Adenoma-like ALM(→ endoscopic resection) | Non-adenoma-like DALMa (→ endoscopically non-resectable) |
---|---|
Sessile/pedunculated | Usually sessile (broad based) |
Well circumscribed | Poorly circumscribed |
Smooth surface | Irregular surface |
Visible margins | Indistinct margins |
Non-ulcerated | Ulceration/necrosis |
No stricture | Stricture |
No mucosal tether | Mucosal tethering |
Note
Be observant for the principal premalignant/malignant lesions in IBD:
Sporadic adenoma/dysplasia (outside IBD-involved colon)

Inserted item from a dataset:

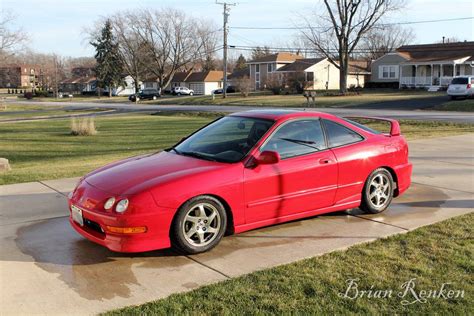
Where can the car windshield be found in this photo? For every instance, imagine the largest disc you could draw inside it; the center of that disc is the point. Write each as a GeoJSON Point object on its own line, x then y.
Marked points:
{"type": "Point", "coordinates": [228, 139]}
{"type": "Point", "coordinates": [461, 80]}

Adenoma-like lesion or mass (ALM)
Raised dysplasia or dysplasia-associated lesion or mass (DALM)
Flat dysplasia
Sporadic adenomas in uninvolved parts of the colon in UC (or Crohn’s colitis) carry a low risk (<5 %) of associated dysplasia or CRC, as well as protruding “ALMs” in non-dysplastic mucosa of IBD-involved colon [21]. Both neoplasias are indications for complete endoscopic resection [4]. In most instances, flat and protruding adenoma-like ALMs exhibit a clear margin and tend to be more reddish (due to enhanced CP) than the surrounding inflamed mucosa or – in remission – fibrous-atrophic mucosa (Fig. 11.1). Non-dysplastic regenerative colonic mucosa shows pit pattern type II or I, rarely similarity with PP type IIIL or IV and augmented regular CP – but small regenerative areas never exhibit a lesion with clear margins [22] (compare Fig. 11.2). For morphology and endoscopic analysis of neoplastic lesions in colorectum, refer to Chap. 10.
Fig. 11.1
(a) Chronic moderately active ulcerative colitis with a lesion type 0-IIa, of 15 mm diameter with distinct margins (arrows). Mid-sigmoid colon (69-year-old man). WLI (zoom 1.5-fold). (b) Same lesion on NBI (zoom 1.5-fold) observation presenting PP IIIL and MVP II with distinct margins. ESD en bloc revealed tubular adenoma with LGIN
Fig. 11.2
Regenerative mucosa after healing of ESD ulcer in cecum, like red ulcer scar. (a) Flat lesion (like 0-IIb + IIc) of red ulcer scar with tiny central ulcer (→), 8 weeks after cecal ESD (WLI, 50× magnification). Red lesion with uncertain margin and gradual transition from PP-I (slit-like pits) to PP-II with “cobble-stone surface relief” and MVP-II. Typical red ulcer scar of healing ulcer. (b) NBI Zoom 40× (same lesion as Fig. 11.2a), Regenerative hyperplasia in the center (similar to PP III-L) and an uncertain margin to the periphery with PP type I
DALM are raised dysplastic lesions (0-IIa or 0-Is) with concomitant dysplasia of the surrounding flat mucosa (showing pit pattern IIIs, IIIL, IV, [V]) – also termed “non-adenoma-like DALM” (Figs. 11.3c–f and 11.4). This appears to be a “field cancerization defect” [4, 23] and has a high probability (38–84 %) of synchronous or metachronous cancer in chronic UC or Crohn’s colitis [4]. Endoscopic differential diagnosis between neoplastic and regenerative raised lesions (Fig. 11.3a, b) is very difficult in many cases of long-standing ulcerative pancolitis and in presence of multiple polyps (compare Sect. 11.6 case 4).
Fig. 11.3
(a–f) CP and PP of 0-Is lesions in long-standing ulcerative regenerative pancolitis with pseudopolyps (a, b) as well as DALM (c–f, M-NBI, 100×): (a, b) CP I meshed, and PP II, regenerative pseudopolyp. (c) CP II (dense) and PP III-L in rectal LST-GM (0-IIa + Is): Tubulovillous adenoma. (d) CP II (meshed) and CP IIIA (irregular, central part), PP IIIL in sigmoid lesion 0-Is. Histology: Tubulovillous adenoma with LGIN. (e, f) CP IIIA and surface pattern sparse to absent (PP Vi) in rectal lesion 0-Is. Histology: Adenoma with HGIN (differentiated mucosal cancer T0 m1)
Fig. 11.4
Non-adenoma-like DALM in case of multiple dysplastic lesions (compare case 2). (a) Dysplasia-associated lesion of mass (DALM) type 0-IIa with PP IIIL (center) and neighboring PP IIIs (left upper quadrant), mucin covered in lower part – in descending colon of a 51-year-old man with long-standing ulcerative pancolitis and multiple high-grade dysplasia-associated lesions or masses. (b) Biopsy in PP IIIs area revealed HGIN
Flat dysplasias (HGD) are similar to lesions type 0-IIb or IIc, sometimes nearly unrecognizable in chronic inflamed mucosa (Fig. 11.5). In case of high-grade dysplasia (HGD), cancer may already be present in 42–67 % of patients [24, 25]. By contrast, LGD may only carry a 3 % initial risk of concomitant CRC and a 10 % subsequent rate of progression to CRC within 10 years [26]. Gross features for ALM or DALM are listed in Table 11.2.